Поднявшись во второй этаж, стучусь в конце коридора в указанную мне палату. За дверью раздается спокойный, низкий голос Михаила Михайловича:
– Войдите.
Громов – в халате, за столом, откладывает книгу и встает.
– Наконец-то собрались, – говорит он, здороваясь, тоном дружеского упрека. В больничном халате Громов кажется выше, заметно осунулся, побледнел.
С мужественного лица исчез обычный свежий загар, отличающий людей воздуха. Но и в халате, и в больничной обстановке облик Михаила Михайловича оставляет впечатление подтянутости и бодрости, свидетельствующей о несокрушимом душевном равновесии. Пояс халата так же туго стягивает его талию, как и ремень гимнастерки. Спокойны, уверенны его неторопливые слова и жесты.
– В первый раз, утром, – говорит Михаил Михайлович, – проснувшись в госпитале, я просто сам себе не поверил...
Лучшие пилоты страны готовились к перелету, который должен был удивить мир.

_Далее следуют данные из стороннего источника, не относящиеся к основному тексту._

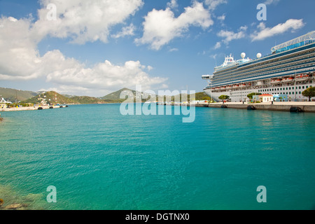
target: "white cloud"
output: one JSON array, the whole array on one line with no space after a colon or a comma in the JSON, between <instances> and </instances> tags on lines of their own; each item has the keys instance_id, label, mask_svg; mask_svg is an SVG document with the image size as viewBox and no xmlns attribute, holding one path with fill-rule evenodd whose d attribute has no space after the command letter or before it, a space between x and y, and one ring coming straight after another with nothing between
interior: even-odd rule
<instances>
[{"instance_id":1,"label":"white cloud","mask_svg":"<svg viewBox=\"0 0 315 224\"><path fill-rule=\"evenodd\" d=\"M280 0L267 0L264 2L265 5L277 4Z\"/></svg>"},{"instance_id":2,"label":"white cloud","mask_svg":"<svg viewBox=\"0 0 315 224\"><path fill-rule=\"evenodd\" d=\"M288 31L295 31L303 27L305 24L303 22L303 20L288 20L285 23L281 23L276 26L269 28L266 27L265 23L260 22L257 27L259 31L255 31L251 35L252 41L262 41L266 38L274 36L275 35L281 34Z\"/></svg>"},{"instance_id":3,"label":"white cloud","mask_svg":"<svg viewBox=\"0 0 315 224\"><path fill-rule=\"evenodd\" d=\"M218 20L219 20L220 21L223 22L224 20L225 20L225 15L223 14L223 15L222 15L220 16L218 16L216 18Z\"/></svg>"},{"instance_id":4,"label":"white cloud","mask_svg":"<svg viewBox=\"0 0 315 224\"><path fill-rule=\"evenodd\" d=\"M227 0L205 0L204 4L209 6L211 10L216 9L218 6L223 4L227 4Z\"/></svg>"},{"instance_id":5,"label":"white cloud","mask_svg":"<svg viewBox=\"0 0 315 224\"><path fill-rule=\"evenodd\" d=\"M41 0L39 20L34 27L38 34L57 38L71 37L74 43L107 42L110 29L125 22L144 4L142 0ZM49 21L46 7L54 4L57 20Z\"/></svg>"},{"instance_id":6,"label":"white cloud","mask_svg":"<svg viewBox=\"0 0 315 224\"><path fill-rule=\"evenodd\" d=\"M123 27L120 32L111 35L111 37L118 38L126 36L134 36L135 29L136 27L132 23L129 27Z\"/></svg>"},{"instance_id":7,"label":"white cloud","mask_svg":"<svg viewBox=\"0 0 315 224\"><path fill-rule=\"evenodd\" d=\"M167 3L167 7L171 8L176 8L178 7L178 4L177 4L177 0L171 0L170 2Z\"/></svg>"},{"instance_id":8,"label":"white cloud","mask_svg":"<svg viewBox=\"0 0 315 224\"><path fill-rule=\"evenodd\" d=\"M169 52L174 52L174 51L178 51L178 49L174 48L169 50Z\"/></svg>"},{"instance_id":9,"label":"white cloud","mask_svg":"<svg viewBox=\"0 0 315 224\"><path fill-rule=\"evenodd\" d=\"M167 80L151 77L145 71L150 71L152 66L144 66L140 62L114 65L106 60L86 67L83 63L66 57L59 50L41 56L37 44L41 35L33 24L31 20L0 18L0 80L46 78L50 83L69 86L69 90L76 91L117 90L124 87L134 88L137 84L150 88Z\"/></svg>"},{"instance_id":10,"label":"white cloud","mask_svg":"<svg viewBox=\"0 0 315 224\"><path fill-rule=\"evenodd\" d=\"M234 33L231 31L221 30L217 35L218 36L223 37L224 39L222 41L224 43L228 44L230 41L233 40L240 39L246 36L246 31L247 30L247 27L241 27L239 29L237 33Z\"/></svg>"},{"instance_id":11,"label":"white cloud","mask_svg":"<svg viewBox=\"0 0 315 224\"><path fill-rule=\"evenodd\" d=\"M150 44L152 49L158 50L174 38L181 36L190 26L206 29L213 24L209 12L197 1L191 7L186 8L178 18L174 17L169 8L153 9L145 17L142 38L136 38L135 43Z\"/></svg>"},{"instance_id":12,"label":"white cloud","mask_svg":"<svg viewBox=\"0 0 315 224\"><path fill-rule=\"evenodd\" d=\"M220 48L221 47L221 42L216 42L216 45L214 46L214 49L215 50L216 50L216 49L218 49L218 48Z\"/></svg>"}]
</instances>

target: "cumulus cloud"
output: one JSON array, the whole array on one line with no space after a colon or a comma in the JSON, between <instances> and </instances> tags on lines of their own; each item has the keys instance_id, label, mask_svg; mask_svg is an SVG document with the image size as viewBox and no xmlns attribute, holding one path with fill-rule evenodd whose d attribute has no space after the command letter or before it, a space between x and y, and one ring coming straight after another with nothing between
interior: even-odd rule
<instances>
[{"instance_id":1,"label":"cumulus cloud","mask_svg":"<svg viewBox=\"0 0 315 224\"><path fill-rule=\"evenodd\" d=\"M305 24L303 20L288 20L285 23L281 23L272 28L266 27L264 22L260 22L257 27L259 31L255 31L251 35L252 41L262 41L266 38L285 33L288 31L295 31L303 27Z\"/></svg>"},{"instance_id":2,"label":"cumulus cloud","mask_svg":"<svg viewBox=\"0 0 315 224\"><path fill-rule=\"evenodd\" d=\"M152 49L158 50L174 38L181 36L190 26L206 29L213 24L209 12L197 1L186 8L178 18L175 18L169 8L153 9L145 17L143 36L136 38L135 43L150 44Z\"/></svg>"},{"instance_id":3,"label":"cumulus cloud","mask_svg":"<svg viewBox=\"0 0 315 224\"><path fill-rule=\"evenodd\" d=\"M132 23L129 27L123 27L122 31L116 34L111 35L114 38L125 37L126 36L134 36L136 27Z\"/></svg>"},{"instance_id":4,"label":"cumulus cloud","mask_svg":"<svg viewBox=\"0 0 315 224\"><path fill-rule=\"evenodd\" d=\"M59 86L76 86L76 90L117 90L137 84L149 88L162 85L167 78L151 77L145 71L152 67L138 61L123 65L109 61L86 67L74 58L64 56L59 50L40 55L37 44L41 40L31 20L0 18L0 80L32 80L46 78ZM73 89L73 88L72 88Z\"/></svg>"},{"instance_id":5,"label":"cumulus cloud","mask_svg":"<svg viewBox=\"0 0 315 224\"><path fill-rule=\"evenodd\" d=\"M218 49L221 47L221 42L216 42L216 45L214 46L214 50Z\"/></svg>"},{"instance_id":6,"label":"cumulus cloud","mask_svg":"<svg viewBox=\"0 0 315 224\"><path fill-rule=\"evenodd\" d=\"M267 0L264 2L265 5L277 4L280 0Z\"/></svg>"},{"instance_id":7,"label":"cumulus cloud","mask_svg":"<svg viewBox=\"0 0 315 224\"><path fill-rule=\"evenodd\" d=\"M205 0L204 4L209 6L209 8L211 10L216 9L218 6L223 4L227 4L227 0Z\"/></svg>"},{"instance_id":8,"label":"cumulus cloud","mask_svg":"<svg viewBox=\"0 0 315 224\"><path fill-rule=\"evenodd\" d=\"M178 4L177 4L177 0L171 0L170 2L167 3L167 7L171 8L176 8L178 7Z\"/></svg>"},{"instance_id":9,"label":"cumulus cloud","mask_svg":"<svg viewBox=\"0 0 315 224\"><path fill-rule=\"evenodd\" d=\"M39 20L34 27L38 34L68 38L73 43L101 41L106 43L110 29L125 22L144 4L142 0L41 0ZM56 6L56 20L47 19L47 6Z\"/></svg>"}]
</instances>

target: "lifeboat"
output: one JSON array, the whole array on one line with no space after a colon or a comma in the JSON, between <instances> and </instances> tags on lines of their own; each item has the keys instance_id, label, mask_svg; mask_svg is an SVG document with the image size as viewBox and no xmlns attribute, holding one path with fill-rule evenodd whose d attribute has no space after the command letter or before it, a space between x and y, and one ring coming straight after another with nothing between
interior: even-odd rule
<instances>
[{"instance_id":1,"label":"lifeboat","mask_svg":"<svg viewBox=\"0 0 315 224\"><path fill-rule=\"evenodd\" d=\"M296 80L298 82L306 81L309 78L309 75L304 74L296 76Z\"/></svg>"},{"instance_id":2,"label":"lifeboat","mask_svg":"<svg viewBox=\"0 0 315 224\"><path fill-rule=\"evenodd\" d=\"M282 83L291 83L293 81L294 81L293 77L286 78L282 80Z\"/></svg>"},{"instance_id":3,"label":"lifeboat","mask_svg":"<svg viewBox=\"0 0 315 224\"><path fill-rule=\"evenodd\" d=\"M272 80L271 83L272 83L272 85L277 85L277 84L281 83L281 81L282 81L282 79L281 79L281 78L277 78L277 79Z\"/></svg>"}]
</instances>

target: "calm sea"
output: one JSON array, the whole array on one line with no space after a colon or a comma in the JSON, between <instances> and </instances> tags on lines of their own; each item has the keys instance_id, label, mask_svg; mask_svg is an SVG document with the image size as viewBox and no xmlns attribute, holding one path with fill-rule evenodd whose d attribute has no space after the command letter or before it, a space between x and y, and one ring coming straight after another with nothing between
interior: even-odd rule
<instances>
[{"instance_id":1,"label":"calm sea","mask_svg":"<svg viewBox=\"0 0 315 224\"><path fill-rule=\"evenodd\" d=\"M29 209L314 209L315 114L120 105L1 113L0 198ZM48 186L57 188L49 204ZM260 186L266 203L258 203ZM6 205L5 204L5 205Z\"/></svg>"}]
</instances>

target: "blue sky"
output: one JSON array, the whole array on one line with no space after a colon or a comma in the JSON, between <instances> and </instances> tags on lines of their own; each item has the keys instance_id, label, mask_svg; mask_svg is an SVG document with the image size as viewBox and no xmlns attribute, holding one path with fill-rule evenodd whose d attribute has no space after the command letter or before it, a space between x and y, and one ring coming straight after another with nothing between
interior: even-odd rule
<instances>
[{"instance_id":1,"label":"blue sky","mask_svg":"<svg viewBox=\"0 0 315 224\"><path fill-rule=\"evenodd\" d=\"M257 19L259 4L266 20ZM201 76L225 55L269 55L314 30L314 8L313 0L1 0L0 87L202 92Z\"/></svg>"}]
</instances>

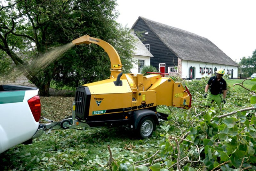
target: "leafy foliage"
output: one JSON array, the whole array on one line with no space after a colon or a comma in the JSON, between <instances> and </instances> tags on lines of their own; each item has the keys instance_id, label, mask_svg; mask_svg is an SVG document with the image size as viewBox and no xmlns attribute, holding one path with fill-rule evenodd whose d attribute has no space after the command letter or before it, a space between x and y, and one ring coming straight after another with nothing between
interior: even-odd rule
<instances>
[{"instance_id":1,"label":"leafy foliage","mask_svg":"<svg viewBox=\"0 0 256 171\"><path fill-rule=\"evenodd\" d=\"M0 8L0 51L8 54L41 95L49 96L53 78L60 86L77 86L110 75L108 57L95 45L91 53L89 46L76 46L62 56L56 54L58 58L44 69L34 72L31 68L31 62L53 47L85 34L115 47L125 72L131 68L134 41L128 28L115 20L116 0L4 1L8 4Z\"/></svg>"},{"instance_id":2,"label":"leafy foliage","mask_svg":"<svg viewBox=\"0 0 256 171\"><path fill-rule=\"evenodd\" d=\"M256 96L229 89L227 103L221 109L206 108L203 94L207 80L186 82L193 95L188 110L158 107L158 111L169 115L168 120L161 121L149 138L134 139L132 132L119 128L52 130L31 146L18 146L0 154L0 169L255 170ZM251 91L256 89L253 86ZM67 106L65 110L71 107L68 104L72 98L60 99L60 103L48 98L42 99L42 110L50 119L61 118L64 113L58 104ZM113 155L111 166L107 165L108 145Z\"/></svg>"},{"instance_id":3,"label":"leafy foliage","mask_svg":"<svg viewBox=\"0 0 256 171\"><path fill-rule=\"evenodd\" d=\"M148 65L144 66L141 69L141 74L144 75L146 75L150 74L147 72L157 72L157 70L156 67L152 65Z\"/></svg>"},{"instance_id":4,"label":"leafy foliage","mask_svg":"<svg viewBox=\"0 0 256 171\"><path fill-rule=\"evenodd\" d=\"M250 77L256 71L256 49L251 56L243 57L239 62L242 76Z\"/></svg>"}]
</instances>

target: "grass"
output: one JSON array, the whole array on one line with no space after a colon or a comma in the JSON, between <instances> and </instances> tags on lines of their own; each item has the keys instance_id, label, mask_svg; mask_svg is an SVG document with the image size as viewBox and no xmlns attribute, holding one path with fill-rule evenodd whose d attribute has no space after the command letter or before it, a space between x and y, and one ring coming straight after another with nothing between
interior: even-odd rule
<instances>
[{"instance_id":1,"label":"grass","mask_svg":"<svg viewBox=\"0 0 256 171\"><path fill-rule=\"evenodd\" d=\"M244 88L240 86L236 85L234 86L233 85L236 83L242 82L244 80L239 79L228 79L226 80L227 84L230 86L231 90L236 90L244 92L245 90ZM255 83L255 82L251 81L251 80L247 80L244 81L243 83L243 85L249 89L251 89L252 86Z\"/></svg>"},{"instance_id":2,"label":"grass","mask_svg":"<svg viewBox=\"0 0 256 171\"><path fill-rule=\"evenodd\" d=\"M114 159L129 157L132 162L158 149L158 137L154 133L147 139L137 139L132 132L116 128L53 130L31 145L17 146L0 154L0 170L100 170L108 161L108 145Z\"/></svg>"}]
</instances>

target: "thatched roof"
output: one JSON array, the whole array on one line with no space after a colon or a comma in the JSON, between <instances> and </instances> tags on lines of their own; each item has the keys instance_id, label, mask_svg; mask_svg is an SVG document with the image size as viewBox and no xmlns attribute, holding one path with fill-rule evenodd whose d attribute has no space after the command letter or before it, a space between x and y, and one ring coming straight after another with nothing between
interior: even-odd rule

Экспедиция Шмидта уже вылетела на остров Рудольфа, центральные газеты отводили целые страницы героям воздуха... Стояли чудесные весенние дни, а Герой Советского Союза Михаил Громов лежал в госпитале.
Можно было вознегодовать на судьбу, упасть духом, распустить нервы. Громов встретил это житейское испытание спокойно. «Чтобы хорошо владеть самолетом, – всегда говорит Громов, – надо прежде научиться владеть собой».
Помогая врачам, точно исполняя все их предписания, Громов и в больничной палате сохранял обычное свое равновесие духа и так же изумительно владел собою, как за рулем при прохождении тумана.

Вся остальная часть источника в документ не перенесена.